Neben Seminaren zu Grundlagen, bietet sich auch ein individuelles Coaching an. Jede Abteilung, die mit Webanalyse arbeitet, hat andere Bedürfnisse und benötigt unterschiedliche Daten und Analysen. Ganz konkrete Fragen können daher in diesem Rahmen besser beantwortet werden, als durch Seminare, die das Thema eher umfassend behandeln. Zusätzlich können externe Agenturen und Berater helfen, eine Nutzersicht einzunehmen und der natürlichen Betriebsblindheit entgegenzuwirken, die sich gerne einstellt.

Was den Mitarbeitern oft noch fehlt, selbst wenn die Bedienung des Tools bereits bekannt ist, sind die wichtigen Fragestellungen hinter der Analyse: Was kann ich mit den Daten anfangen?
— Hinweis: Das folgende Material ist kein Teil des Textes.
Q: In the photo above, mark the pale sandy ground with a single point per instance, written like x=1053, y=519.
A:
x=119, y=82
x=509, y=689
Was kann ich daraus lesen? Wie sieht unser Plan aus? Ziel eines sinnvollen Coachings dürfen also nicht nur technische Fragen sein, sondern auch der Blick auf das große Ganze: Wofür machen wir das überhaupt?
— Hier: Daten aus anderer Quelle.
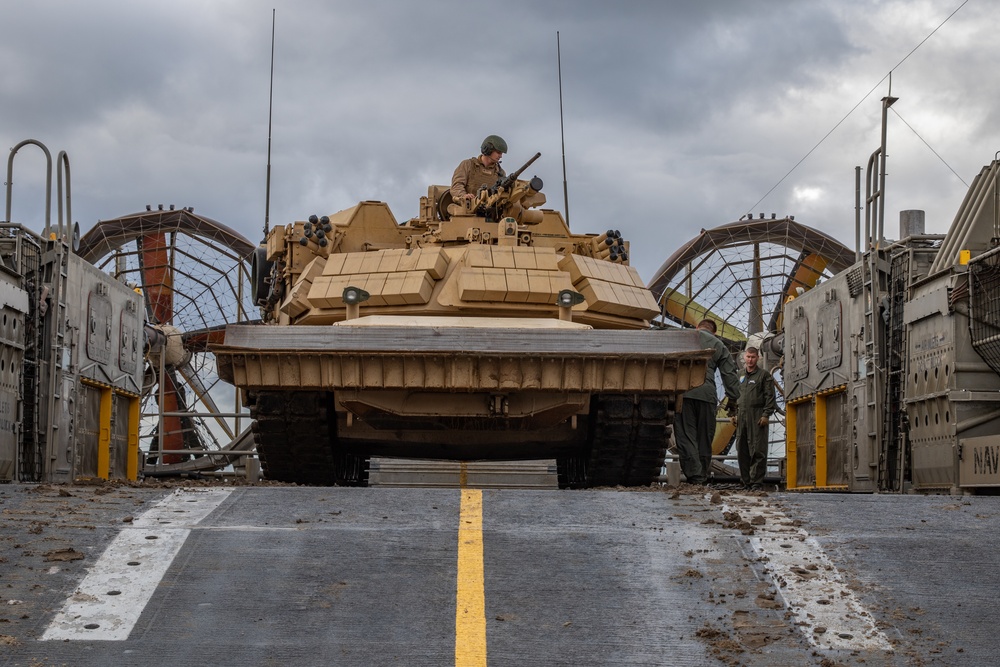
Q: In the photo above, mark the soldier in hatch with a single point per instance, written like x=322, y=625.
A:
x=472, y=174
x=754, y=409
x=695, y=425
Die Erfahrung zeigt, dass es sich lohnt ein weiteres Coaching anzusetzen, wenn bereits einige Zeit mit dem neuen Tool gearbeitet wurde. Hier können ganz konkrete Fragen zur alltäglichen Arbeit mit dem Tool beantwortet werden, die vielleicht erst während der Nutzung aufgekommen sind.

Förderlich ist auch ein reger Austausch unter den Nutzern, beispielsweise im Rahmen eines monatlichen Meetings, in dem die aktuellen Herausforderungen oder Lösungen für angefallene Probleme besprochen werden. So wird auch der interne Wissenstransfer gefördert und wertvolle Arbeitszeit eingespart, weil sich nicht jeder einzeln mit einem Problem auseinandersetzen muss, das ein anderer vielleicht schon für sich gelöst hat.

Brauche ich einen Chief Data Officer?

In großen Unternehmen stellt sich zusätzlich zur Position des Analysten die Frage, ob ein Chief Data Officer (CDO) eingesetzt werden sollte. Gerade in Unternehmen, die viele oder besonders sensible Daten erheben, ist dies sinnvoll. Ob es sich dabei tatsächlich namentlich um einen CDO handelt, oder ob jemand anderes sich in dieses Thema einarbeitet und Verantwortung übernimmt, ist dabei zweitrangig. Wichtig ist, dass jemand im Unternehmen den Überblick behält, wo und wie Daten gesammelt und verarbeitet werden. Diese Person kann auch als Ansprechpartner fungieren, wenn Abteilungen spezielle Daten benötigen oder Fragen zur Datenerhebung haben.

Fazit

Die Webanalyse ist kein Selbstläufer, sondern benötigt Mitarbeiter, die den Sinn hinter den Daten verstehen und wissen, wie sie interpretiert werden können. Hierzu muss euer Unternehmen Ressourcen bereitstellen, um passendes Personal einzustellen oder Mitarbeiter intern weiterzubilden.